I have used the book metaphor for a life before. “The End” was written in dad’s book nearly 13 years earlier and the same was written in mom’s book back in November. After the house sells, their books will receive a short addendum and then will join the books of my grandparents and my fiancee.
My mom’s house is now completely cleaned out. The house is as bare as it was the day my parents moved in. This time, however, the excitement of the possibilities of an empty house was not there.
During the final check to make sure I didn’t forget anything that will be in the way of the plasterers, painters and carpet layers, I found, in the back corner of a cabinet in my parent’s bedroom, a plastic bag containing a note and some dried flowers. “2/18/46 Wedding bouquet”, is what the note said. The flowers are in pretty bad condition, but they obviously were of great importance to my mom because she brought them along on probably two dozen (dad was in the Marine Corps) moves.
Even though they were in very bad shape, I decided to save the flowers.
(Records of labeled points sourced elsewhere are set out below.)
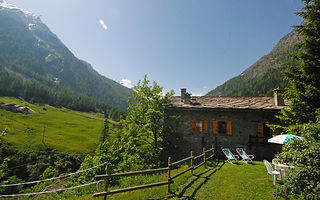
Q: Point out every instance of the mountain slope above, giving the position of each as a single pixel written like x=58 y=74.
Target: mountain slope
x=264 y=75
x=29 y=49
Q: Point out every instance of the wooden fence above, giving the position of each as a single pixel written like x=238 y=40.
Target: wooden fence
x=168 y=169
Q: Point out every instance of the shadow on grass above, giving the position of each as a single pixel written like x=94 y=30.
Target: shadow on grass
x=202 y=175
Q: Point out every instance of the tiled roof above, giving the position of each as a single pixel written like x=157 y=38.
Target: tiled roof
x=206 y=102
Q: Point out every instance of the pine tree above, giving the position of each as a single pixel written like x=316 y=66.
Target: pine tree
x=304 y=79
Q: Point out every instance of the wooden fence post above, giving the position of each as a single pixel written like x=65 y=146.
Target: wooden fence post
x=169 y=173
x=191 y=162
x=204 y=157
x=212 y=149
x=106 y=181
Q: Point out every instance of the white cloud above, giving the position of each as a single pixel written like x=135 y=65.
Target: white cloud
x=104 y=26
x=126 y=82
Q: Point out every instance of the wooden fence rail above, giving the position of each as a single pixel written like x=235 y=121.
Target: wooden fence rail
x=170 y=181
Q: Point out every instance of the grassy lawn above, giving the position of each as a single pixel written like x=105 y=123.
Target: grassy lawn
x=65 y=130
x=223 y=181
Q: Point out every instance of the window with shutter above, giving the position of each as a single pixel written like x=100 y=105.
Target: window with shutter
x=215 y=127
x=260 y=132
x=229 y=128
x=204 y=126
x=193 y=126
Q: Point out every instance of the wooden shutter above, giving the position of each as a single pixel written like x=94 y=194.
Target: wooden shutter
x=229 y=128
x=260 y=132
x=193 y=126
x=215 y=127
x=204 y=126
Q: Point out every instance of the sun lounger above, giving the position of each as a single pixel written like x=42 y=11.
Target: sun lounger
x=229 y=155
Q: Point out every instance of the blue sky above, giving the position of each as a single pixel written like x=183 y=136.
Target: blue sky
x=193 y=44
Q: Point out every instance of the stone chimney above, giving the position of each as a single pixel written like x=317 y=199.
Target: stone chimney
x=187 y=98
x=183 y=93
x=278 y=100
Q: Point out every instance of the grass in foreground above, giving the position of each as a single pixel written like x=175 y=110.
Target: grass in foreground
x=65 y=130
x=223 y=182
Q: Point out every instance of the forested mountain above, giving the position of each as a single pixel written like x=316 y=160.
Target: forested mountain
x=29 y=51
x=264 y=75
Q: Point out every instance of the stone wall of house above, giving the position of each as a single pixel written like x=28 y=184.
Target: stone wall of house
x=244 y=123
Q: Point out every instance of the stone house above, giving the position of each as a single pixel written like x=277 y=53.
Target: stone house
x=226 y=122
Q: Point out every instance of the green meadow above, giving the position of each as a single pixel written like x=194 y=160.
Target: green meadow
x=63 y=129
x=219 y=180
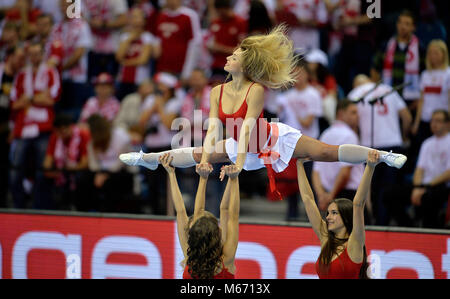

As I mentioned I was going to save them, my wife gave me “the look”. When I told her what I was going to do, “the look” stopped and said she would like to go with me. Next Saturday, early in the morning when the breezes are calm, I’m going to the veteran’s cemetery and place those flowers on mom’s and dad’s grave markers.
I found more memories at mom’s house; a VHS tape labeled Christmas 2002 and an audio cassette tape labeled June 1975.
The VHS tape was of my family opening gifts on Christmas day 2002. The audio tape was made at the June 1975 reunion of my father’s family.
On the Christmas video tape, my wife had dark brown hair, I had dark hair and only a tiny bald spot, our daughter was four years old and my father, mother and father-in-law were all alive. It was amazing looking back 15 years.
On the audio tape were the voices of all of my dad’s siblings, all of his siblings’ children and even a few grandchildren of his siblings. Each person said “Hi” to the family, their name, how they were related and a few words about the family reunion.
As the tapes played, I was surprised that I recognized the voices of the people speaking. I suppose this isn’t unusual for my mom, dad and father-in-law, but I’m not sure what to think about me instantly recognizing the voices of folks I met only once, more than 40 years ago.